Jerusalem / Galilee / Oxford

Jerusalem 3

  • Stimulate the mind
  • Engage the heart
  • Fire up the imagination

That’s the assignment. But how? The answer might look different for someone else. But for me, it’s clear:

  • Jerusalem
  • Galilee
  • Oxford

So that’s the plan — the itinerary — for May, June, and July.  It’s going to be a special season of focused study, personal reflection, and spiritual development. I can’t wait.

Here is a basic principle of pastoral ministry: “You cannot impart what you do not posses.”  I heard this years ago from Alan Redpath, a man who spent a lifetime in pastoral ministry and spoke with a brilliant British accent to boot.  He was explaining to a group of young pastors, myself included, the only way to have something meaningful to share with others: make sure you have a steady stream of meaningful input in your own life.

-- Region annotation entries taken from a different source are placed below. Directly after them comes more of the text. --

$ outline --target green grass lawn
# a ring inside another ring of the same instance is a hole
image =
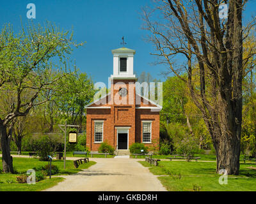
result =
[[[137,159],[142,159],[148,156],[137,156]],[[154,159],[166,159],[167,157],[173,157],[171,155],[153,155]],[[195,154],[194,157],[200,157],[198,161],[216,161],[215,154]],[[131,155],[131,158],[135,158],[135,156]]]
[[[21,152],[21,155],[29,155],[29,152]],[[2,152],[0,151],[0,154],[2,154]],[[17,153],[13,153],[13,155],[17,155]],[[64,152],[63,152],[64,156]],[[85,157],[84,154],[75,154],[73,156],[73,152],[66,152],[67,157]],[[87,154],[87,157],[90,158],[92,156],[90,154]],[[113,158],[115,157],[115,155],[107,155],[107,158]],[[105,155],[100,154],[94,154],[93,156],[93,158],[105,158]]]
[[[221,185],[220,175],[216,173],[216,163],[163,161],[159,162],[159,166],[150,166],[145,161],[139,163],[150,167],[154,175],[165,175],[158,178],[170,191],[191,191],[195,185],[205,191],[256,191],[256,170],[246,168],[256,167],[255,163],[241,163],[240,175],[228,175],[228,184]]]
[[[19,184],[16,180],[16,177],[22,174],[26,173],[29,169],[33,168],[40,168],[41,166],[48,164],[48,161],[40,161],[38,159],[33,158],[18,158],[13,157],[13,168],[15,174],[11,173],[0,173],[0,191],[39,191],[52,186],[56,185],[58,182],[61,182],[64,178],[61,177],[54,177],[61,175],[71,175],[80,171],[82,169],[86,169],[95,164],[95,161],[90,161],[79,165],[78,168],[75,168],[73,161],[66,161],[66,169],[63,168],[63,161],[53,160],[52,165],[58,167],[60,172],[58,174],[52,176],[51,179],[47,179],[39,181],[36,184]],[[2,166],[2,159],[0,158],[0,167]]]

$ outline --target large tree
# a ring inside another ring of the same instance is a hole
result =
[[[252,27],[242,27],[246,2],[162,0],[154,10],[143,10],[145,29],[152,33],[149,40],[158,51],[155,54],[186,83],[202,113],[216,150],[216,171],[225,168],[235,175],[239,170],[242,81],[246,63],[243,42]],[[227,18],[219,13],[223,3],[228,8]],[[152,20],[154,13],[160,18]],[[184,72],[186,78],[182,75]],[[193,79],[200,81],[199,86]]]
[[[0,33],[0,96],[15,96],[7,112],[0,110],[4,172],[13,172],[8,126],[15,118],[27,115],[33,107],[49,101],[40,100],[38,96],[45,90],[51,93],[67,75],[62,68],[66,68],[72,45],[80,45],[72,41],[72,33],[60,31],[49,22],[44,26],[30,24],[17,34],[11,26],[3,27]],[[58,74],[52,76],[54,68]]]

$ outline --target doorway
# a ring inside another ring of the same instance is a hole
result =
[[[128,129],[117,130],[118,149],[128,149]]]

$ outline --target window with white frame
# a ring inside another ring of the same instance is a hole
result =
[[[143,142],[151,142],[151,122],[142,122]]]
[[[119,71],[125,72],[127,71],[127,58],[120,57],[120,69]]]
[[[103,142],[103,122],[95,121],[94,123],[94,142]]]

So after 24 years of ministry at River West Church, our church leadership has encouraged me to carve out 3 months for personal input. My wife Maureen and I will be heading out together on this quest. My prayer is that the overflow of this season of input will be a blessing not only in my own life and marriage, but for the life of the church as well.

But why Jerusalem?

Jerusalem is the epicenter — the showcase of history. It’s history is more meaningful, intense, and colored with ongoing significance than anyplace else on earth. Jerusalem is brilliant with beauty, yet ever clouded with controversy.  Has there ever been a place of greater joy and sorrow, victory and defeat, or competing claims to truth and devotion?

Benjamin Disraeli put it like this:

“The view of Jerusalem is the history of the world; it is more; it is the history of heaven and earth.”

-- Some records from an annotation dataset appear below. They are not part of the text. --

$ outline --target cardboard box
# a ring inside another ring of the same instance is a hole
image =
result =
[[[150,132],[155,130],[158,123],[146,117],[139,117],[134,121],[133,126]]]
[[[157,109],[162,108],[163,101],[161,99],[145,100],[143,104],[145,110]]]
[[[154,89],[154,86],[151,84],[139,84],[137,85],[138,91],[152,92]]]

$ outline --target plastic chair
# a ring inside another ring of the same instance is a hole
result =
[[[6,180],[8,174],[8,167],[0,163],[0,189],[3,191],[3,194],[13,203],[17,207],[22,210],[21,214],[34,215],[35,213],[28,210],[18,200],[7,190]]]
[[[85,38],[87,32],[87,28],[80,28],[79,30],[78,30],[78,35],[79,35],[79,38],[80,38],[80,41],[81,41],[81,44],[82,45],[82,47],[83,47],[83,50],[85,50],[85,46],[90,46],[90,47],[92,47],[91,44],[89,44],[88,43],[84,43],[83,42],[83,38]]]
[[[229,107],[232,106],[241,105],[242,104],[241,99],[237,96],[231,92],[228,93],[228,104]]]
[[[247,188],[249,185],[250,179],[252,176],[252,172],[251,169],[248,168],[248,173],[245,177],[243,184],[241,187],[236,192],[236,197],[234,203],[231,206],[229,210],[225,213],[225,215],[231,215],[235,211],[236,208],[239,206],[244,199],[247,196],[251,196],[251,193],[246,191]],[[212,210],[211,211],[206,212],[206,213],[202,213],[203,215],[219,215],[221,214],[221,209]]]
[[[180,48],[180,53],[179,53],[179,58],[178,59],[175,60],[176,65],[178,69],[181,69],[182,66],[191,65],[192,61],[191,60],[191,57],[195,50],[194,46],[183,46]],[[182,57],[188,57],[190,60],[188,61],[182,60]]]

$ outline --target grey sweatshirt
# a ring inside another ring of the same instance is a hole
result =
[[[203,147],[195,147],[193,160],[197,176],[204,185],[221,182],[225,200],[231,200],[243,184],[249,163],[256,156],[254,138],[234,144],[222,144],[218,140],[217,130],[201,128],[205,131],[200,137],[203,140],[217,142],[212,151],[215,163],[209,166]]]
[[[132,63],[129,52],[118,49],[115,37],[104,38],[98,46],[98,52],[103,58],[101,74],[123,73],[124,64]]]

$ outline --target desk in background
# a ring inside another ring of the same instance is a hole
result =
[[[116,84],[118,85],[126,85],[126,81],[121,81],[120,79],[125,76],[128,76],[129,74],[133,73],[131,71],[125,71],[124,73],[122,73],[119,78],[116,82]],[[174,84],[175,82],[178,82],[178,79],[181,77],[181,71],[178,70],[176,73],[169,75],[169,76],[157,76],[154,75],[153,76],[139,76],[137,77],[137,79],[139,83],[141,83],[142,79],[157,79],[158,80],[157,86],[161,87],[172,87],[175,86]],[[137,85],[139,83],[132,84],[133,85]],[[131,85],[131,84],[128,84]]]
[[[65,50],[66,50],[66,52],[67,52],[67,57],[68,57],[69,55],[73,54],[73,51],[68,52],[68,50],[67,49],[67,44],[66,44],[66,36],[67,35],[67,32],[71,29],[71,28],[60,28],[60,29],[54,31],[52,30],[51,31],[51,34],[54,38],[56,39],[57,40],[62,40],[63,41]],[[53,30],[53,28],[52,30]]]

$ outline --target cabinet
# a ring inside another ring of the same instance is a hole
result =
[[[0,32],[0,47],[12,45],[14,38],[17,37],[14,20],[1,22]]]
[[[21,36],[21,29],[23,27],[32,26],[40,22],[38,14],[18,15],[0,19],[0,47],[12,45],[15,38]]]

And in the Book of Psalms (137:5-6)

“If I forget thee, O Jerusalem, let my right hand forget her cunning. If I do not remember thee, let my tongue cleave to the roof of my mouth; if I prefer not Jerusalem above my chief joy.”

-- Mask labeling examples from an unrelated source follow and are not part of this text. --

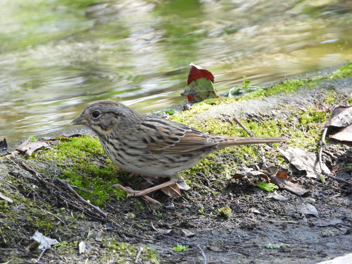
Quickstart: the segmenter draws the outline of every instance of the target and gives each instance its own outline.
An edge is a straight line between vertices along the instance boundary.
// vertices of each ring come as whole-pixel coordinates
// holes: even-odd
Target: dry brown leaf
[[[287,176],[288,172],[287,169],[281,168],[276,175],[269,176],[269,181],[281,189],[300,196],[307,193],[307,191],[302,185],[297,183],[297,181],[293,180]]]
[[[48,142],[44,141],[30,141],[25,140],[16,149],[19,153],[25,153],[31,156],[33,152],[37,151],[42,147],[51,149],[51,146]]]
[[[325,126],[343,127],[330,137],[340,141],[352,142],[352,107],[338,106],[333,111],[330,119]]]
[[[184,234],[184,236],[187,237],[193,237],[195,235],[195,233],[193,233],[193,232],[191,232],[188,229],[181,228],[181,231],[183,232],[183,233]]]
[[[330,120],[326,122],[325,126],[345,127],[351,124],[352,107],[339,106],[333,110]]]
[[[319,214],[318,210],[314,206],[310,203],[304,203],[301,205],[298,208],[300,209],[301,213],[303,213],[305,215],[312,215],[315,216],[318,216]]]
[[[352,142],[352,125],[344,128],[330,137],[340,141]]]
[[[342,220],[340,219],[334,218],[328,220],[323,220],[320,219],[317,221],[315,221],[313,222],[313,224],[315,226],[334,226],[335,225],[338,225],[342,222]]]
[[[277,192],[276,191],[275,191],[274,193],[269,194],[268,196],[269,198],[272,198],[274,200],[278,201],[279,202],[284,202],[288,200],[286,197],[280,195],[277,193]]]
[[[216,240],[211,242],[208,241],[207,247],[213,251],[217,252],[224,252],[227,251],[225,249],[222,243]]]
[[[279,148],[279,150],[298,169],[305,170],[307,177],[314,179],[320,178],[322,168],[316,155],[309,151],[291,147]],[[327,173],[331,174],[330,170],[323,163],[322,169]]]

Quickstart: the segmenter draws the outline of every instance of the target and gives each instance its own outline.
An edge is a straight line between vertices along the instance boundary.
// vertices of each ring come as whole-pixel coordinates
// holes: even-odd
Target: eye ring
[[[99,111],[94,111],[92,113],[92,116],[94,118],[97,118],[100,115],[100,112]]]

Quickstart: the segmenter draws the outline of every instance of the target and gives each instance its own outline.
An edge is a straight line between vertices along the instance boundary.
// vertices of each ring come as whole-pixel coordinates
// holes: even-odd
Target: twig
[[[253,134],[253,133],[251,132],[250,132],[249,130],[248,129],[247,129],[247,127],[245,127],[244,125],[241,122],[241,121],[239,120],[236,117],[233,117],[233,121],[234,121],[236,123],[238,124],[238,125],[239,125],[241,127],[243,128],[243,129],[244,130],[244,131],[247,132],[247,134],[249,135],[251,137],[254,136],[254,135]]]
[[[87,201],[86,201],[84,199],[82,198],[79,194],[77,193],[76,191],[73,189],[73,188],[71,187],[71,185],[70,185],[70,184],[68,183],[68,182],[64,182],[58,178],[57,178],[56,180],[62,184],[66,185],[66,187],[68,188],[69,190],[71,191],[72,193],[74,194],[76,197],[77,197],[78,200],[81,201],[81,202],[86,205],[90,206],[93,209],[96,210],[99,212],[101,215],[102,215],[104,217],[106,217],[106,214],[102,211],[101,209],[98,206],[93,205],[90,203],[88,202]]]
[[[134,263],[137,263],[138,262],[138,259],[139,258],[139,256],[140,256],[140,253],[142,253],[142,251],[143,251],[143,248],[141,247],[139,248],[139,250],[138,251],[138,253],[137,253],[137,256],[136,257],[136,260],[134,260]]]
[[[337,178],[336,177],[334,177],[332,175],[330,175],[328,173],[324,171],[324,170],[323,169],[323,162],[321,159],[321,156],[323,152],[323,146],[324,145],[324,143],[325,142],[325,137],[326,136],[326,132],[328,131],[328,128],[325,127],[324,129],[324,131],[323,132],[323,135],[321,137],[321,141],[320,142],[320,149],[319,151],[319,165],[320,166],[320,169],[321,170],[321,174],[323,175],[326,176],[331,179],[333,179],[338,182],[344,182],[345,183],[348,183],[349,184],[352,184],[352,182],[349,182],[347,181],[344,180],[343,179],[341,179],[339,178]]]
[[[10,159],[10,158],[9,158],[8,157],[7,157],[7,156],[5,156],[5,157],[7,159],[8,159],[8,160],[9,160],[10,161],[11,161],[11,162],[13,162],[13,164],[14,164],[15,165],[16,165],[17,166],[17,167],[20,170],[21,169],[21,168],[20,168],[20,166],[18,166],[18,164],[17,164],[17,163],[16,163],[15,162],[14,162],[12,159]]]
[[[238,119],[235,117],[234,117],[233,118],[233,121],[237,123],[240,126],[243,128],[244,131],[247,132],[247,133],[251,137],[254,137],[254,135],[252,133],[249,131],[248,129],[247,129],[247,127],[244,126],[244,125],[243,124],[241,121],[238,120]],[[263,149],[263,147],[262,145],[261,144],[259,144],[259,146],[260,148],[260,152],[262,153],[262,162],[263,163],[263,165],[265,167],[265,168],[268,169],[269,167],[266,165],[266,160],[265,158],[265,155],[264,153],[264,149]]]
[[[42,257],[42,256],[43,255],[43,254],[44,253],[44,252],[45,252],[45,251],[47,250],[48,249],[50,249],[51,248],[51,247],[44,247],[44,249],[43,249],[43,250],[42,250],[42,252],[40,252],[40,254],[39,255],[39,257],[38,257],[38,258],[37,259],[37,261],[39,262],[39,260],[40,260],[40,258]]]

Or John Tleel (Jerusalem Quarterly)

“It’s not easy to be a Jerusalemite. A thorny path runs alongside its joys. The great are small inside the Old City. Popes, patriarchs, kings all remove their crowns. It is the city of the King of Kings; and earthly kings and lords are not its master. No human can ever possess Jerusalem.”

And finally, the Lord Jesus Christ (Luke 13:34-35)

“O Jerusalem, Jerusalem, the city that kills the prophets and stones those who are sent to it! How often would I have gathered your children together as a hen gathers her brood under her wings, and you were not willing!  Behold, your house is forsaken. And I tell you, you will not see me until you say, ‘Blessed is he who comes in the name of the Lord!”

In the quest is to stimulate the mind; engage the heart; and fire up the imagination, there is no better place in all the world than the city of Jerusalem.